Wenn ein Autofahrer mit seinem Fahrzeug Eindruck schinden will, kann er Felgen, Bremssättel, Auspuffe, Trittbretter oder Karosserie- und Motorteile durch Farbe besonders in Szene setzen. Idealerweise lässt sich die Farbe auch mit besonderen Schutzeigenschaften kombinieren. Diese Doppelfunktion leisten die vorgestellten Beschichtungen des INM: Sie verfügen über glasartige und glaskeramische Eigenschaften. Deshalb vermindern sie Korrosion, Verschleiß, die Anfälligkeit für Zerkratzen oder Anlaufen und sonstige Oxidationsprozesse an Oberflächen. Gleichzeitig lassen sich mit dem Herstellungsverfahren am INM je nach Wahl der Farbpigmente hochtemperaturstabil die Farben schwarz, grün, weiß und blau für dekorative Zwecke erzeugen. Diese Funktionsbeschichtungen eignen sich für metallische Untergründe wie Stahl, Aluminium und Legierungen oder als Schutzschicht für gläserne Komponenten.

 

Umweltbewusste Autofahrer suchen nach Fahrzeugen mit niedrigen Verbrauchen oder umweltschonender Fahrzeugtechnologie. Das Interesse an E- und Hybrid-Autos steigt. Ihre Effizienz hängt auch von der Batterietechnik im Fahrzeug ab. Energie soll rasch gespeichert und ebenso schnell wieder zur Verfügung gestellt werden. Hier knüpft das INM an und zeigt stellvertretend für die Bandbreite seiner elektrochemischen Speicher-Materialien sogenannte Doppelschichtkondensatoren auf Kohlenstoffbasis. Ihre Effizienz hängt vor allem von der Oberflächenbeschaffenheit der Kohlenstoffelektroden ab. Die Doppelschichtkondensatoren speichern Energie rein physikalisch, durch Ionenelektrosorption und grenzen sich hiermit vor allem durch die stoffliche oder chemische Energiespeicherung von Brennstoffzellen und Batterien ab.  

 

Ihre Experten am INM

 

Schöne Schutzlacke
Dr. Peter William de Oliveira
Leiter Optische Materialien
Leiter InnovationsZentrum INM
Tel.: 0681-9300-375
OptiMat@leibniz-inm.de

 

Energiespeicher-Materialien
Prof. Dr.
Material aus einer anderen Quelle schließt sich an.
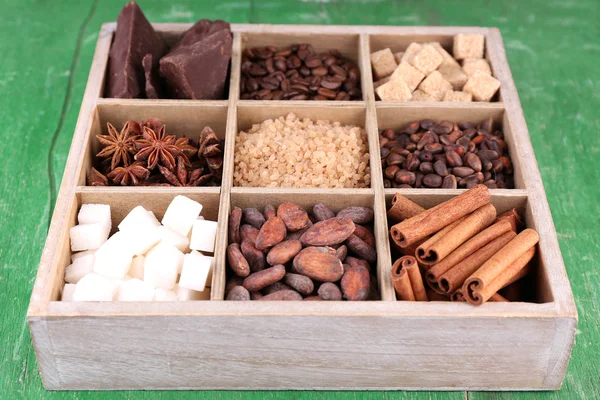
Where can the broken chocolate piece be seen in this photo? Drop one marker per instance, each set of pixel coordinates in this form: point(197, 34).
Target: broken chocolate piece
point(153, 85)
point(134, 38)
point(199, 71)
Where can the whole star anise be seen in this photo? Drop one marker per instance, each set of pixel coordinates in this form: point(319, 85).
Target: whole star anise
point(157, 148)
point(119, 146)
point(183, 177)
point(130, 175)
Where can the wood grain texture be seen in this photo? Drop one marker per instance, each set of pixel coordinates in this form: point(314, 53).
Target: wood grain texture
point(553, 52)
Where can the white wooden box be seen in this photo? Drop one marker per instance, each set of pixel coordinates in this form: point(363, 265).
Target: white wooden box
point(372, 345)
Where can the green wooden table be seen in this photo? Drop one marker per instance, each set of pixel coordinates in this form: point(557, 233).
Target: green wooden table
point(47, 46)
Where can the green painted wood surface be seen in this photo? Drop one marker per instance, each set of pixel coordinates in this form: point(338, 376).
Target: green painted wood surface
point(47, 46)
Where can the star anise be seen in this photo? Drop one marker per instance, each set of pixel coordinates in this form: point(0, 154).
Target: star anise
point(130, 175)
point(183, 177)
point(157, 148)
point(119, 146)
point(95, 178)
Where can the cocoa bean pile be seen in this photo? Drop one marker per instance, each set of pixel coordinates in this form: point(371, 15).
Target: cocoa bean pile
point(447, 155)
point(298, 72)
point(287, 254)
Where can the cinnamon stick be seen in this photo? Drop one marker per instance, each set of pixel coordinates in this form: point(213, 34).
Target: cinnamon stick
point(413, 229)
point(501, 267)
point(407, 279)
point(433, 251)
point(472, 245)
point(402, 208)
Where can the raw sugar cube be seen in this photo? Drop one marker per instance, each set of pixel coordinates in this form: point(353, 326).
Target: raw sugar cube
point(94, 213)
point(181, 214)
point(383, 63)
point(185, 294)
point(435, 85)
point(398, 57)
point(75, 256)
point(468, 45)
point(472, 65)
point(394, 90)
point(427, 60)
point(411, 51)
point(204, 234)
point(195, 271)
point(94, 287)
point(454, 75)
point(135, 290)
point(419, 95)
point(482, 86)
point(114, 258)
point(452, 95)
point(161, 266)
point(68, 290)
point(80, 268)
point(410, 75)
point(447, 59)
point(136, 270)
point(165, 295)
point(169, 236)
point(88, 236)
point(138, 219)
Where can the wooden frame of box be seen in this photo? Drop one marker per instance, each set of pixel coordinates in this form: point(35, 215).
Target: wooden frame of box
point(372, 345)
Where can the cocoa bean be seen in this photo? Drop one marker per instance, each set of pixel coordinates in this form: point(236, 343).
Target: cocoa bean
point(261, 279)
point(236, 260)
point(284, 252)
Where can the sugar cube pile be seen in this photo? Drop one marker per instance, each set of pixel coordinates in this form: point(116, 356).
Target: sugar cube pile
point(427, 72)
point(146, 259)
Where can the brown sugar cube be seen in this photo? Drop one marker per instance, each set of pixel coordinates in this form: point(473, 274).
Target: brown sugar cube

Volker Presser
Leiter Energie-Materialien
Professor für Energie-Materialien
volker.presser@leibniz-inm.de

 

Das INM - Leibniz-Institut für Neue Materialien mit Sitz in Saarbrücken ist ein internationales Zentrum für Materialforschung. Es kooperiert wissenschaftlich mit nationalen und internationalen Instituten und entwickelt für Unternehmen in aller Welt. Die Forschung am INM gliedert sich in die drei Felder Nanokomposit-Technologie, Grenzflächenmaterialien und Biogrenzflächen. Das INM ist ein Institut der Leibniz-Gemeinschaft und beschäftigt rund 240 Mitarbeiter.